Thursday, March 10, 2011

Autumn of the Matriarch

Written by Stella Koon and directed by Glen Goei, Emily of Emerald Hill is one of those plays that stays with you long after you have left the theatre. Through Emily’s portrait, essayed by Ivan Heng with masterful ease, we witness an era long gone, now hidden in the fog of history.

This W!ld Rice tenth anniversary production, a solo performance, is set in the post-war Singapore. It tracks the life of Emily, an orphan, who gets married into a rich Peranakan family. As time passes, the family’s wealth grows and Emily, through her wit, charm and savoir faire, rises to become the matriarch of the family.

The structure of the play follows a chronological pattern and Emily’s past, her painful childhood, is evoked through flashbacks. Background score and stage lighting add powerful touches to the performance, taking the audience on a roller coaster ride through time and landscapes—from sunny Singapore to chilly Salisbury and back.

Ivan Heng pulls off the feisty lady’s part with such aplomb that you forget it is a play.
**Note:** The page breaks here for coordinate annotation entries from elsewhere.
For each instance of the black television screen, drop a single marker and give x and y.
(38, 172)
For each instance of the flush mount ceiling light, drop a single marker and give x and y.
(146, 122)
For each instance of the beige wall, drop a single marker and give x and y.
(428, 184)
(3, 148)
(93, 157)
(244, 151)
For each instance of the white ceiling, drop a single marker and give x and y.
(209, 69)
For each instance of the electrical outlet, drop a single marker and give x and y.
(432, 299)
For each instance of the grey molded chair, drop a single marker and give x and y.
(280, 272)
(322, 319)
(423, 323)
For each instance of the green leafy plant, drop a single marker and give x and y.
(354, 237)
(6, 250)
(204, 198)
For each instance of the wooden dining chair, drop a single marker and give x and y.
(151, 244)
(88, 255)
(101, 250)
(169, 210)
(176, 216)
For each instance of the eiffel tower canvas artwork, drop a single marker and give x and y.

He lives the character and becomes the character. He is Emily. Period. Such is the level of verisimilitude achieved by this thespian of Singapore theatre. On a playful note, Heng develops a rapport with the audience right at the outset when late comers get a chiding from him. Patrons in the front seat are startled in some scenes that involve audience participation—a hallmark of W!ld Rice’s productions. It always works—a theatrical conceit cinegoers can never imagine.

One of the ways in which Heng brings Emily’s character alive on stage is through the evocation of the fragrance of food and the feel of the parties that dominated the lives of the everything-British-loving rich of Singapore. The reason why Emily, a complex individual, captures everyone’s heart is because she knows how to glide through the barriers of class and cut through the confines of culture. Switching between languages with a dexterous appeal, she knows equally well how to talk to a school principal and how to chat up a fish seller in the market.

Emily’s power over the members of Emerald Hill is established through her controlling nature—her Achilles’ heel, that culminates into tragedies and disappointments for her in the autumn of her life.

Despite the glory and grandeur of Emerald Hill, Emily ends up an emotional pauper—the historical changes and personal defeats perplex her. She comes across as a person who has outlasted everything that she loved and cared for. In the end, she witnesses the crumbling down of a time and place that she had aspired to hold on to forever. But change is inevitable. Emily seems reluctant to accept the unsettling change around her.

Like his pretty Peranakan outfits, Ivan Heng shines in his role as Emily. All other departments—make up, costumes, sound, set design—beautifully compliment Heng’s performance, spellbinding the audience for nearly two hours without a trouble. For lovers of theatre, Heng’s solo act in Emily of Emerald Hill is a feat and a treat in this Twitterish age of short attention spans.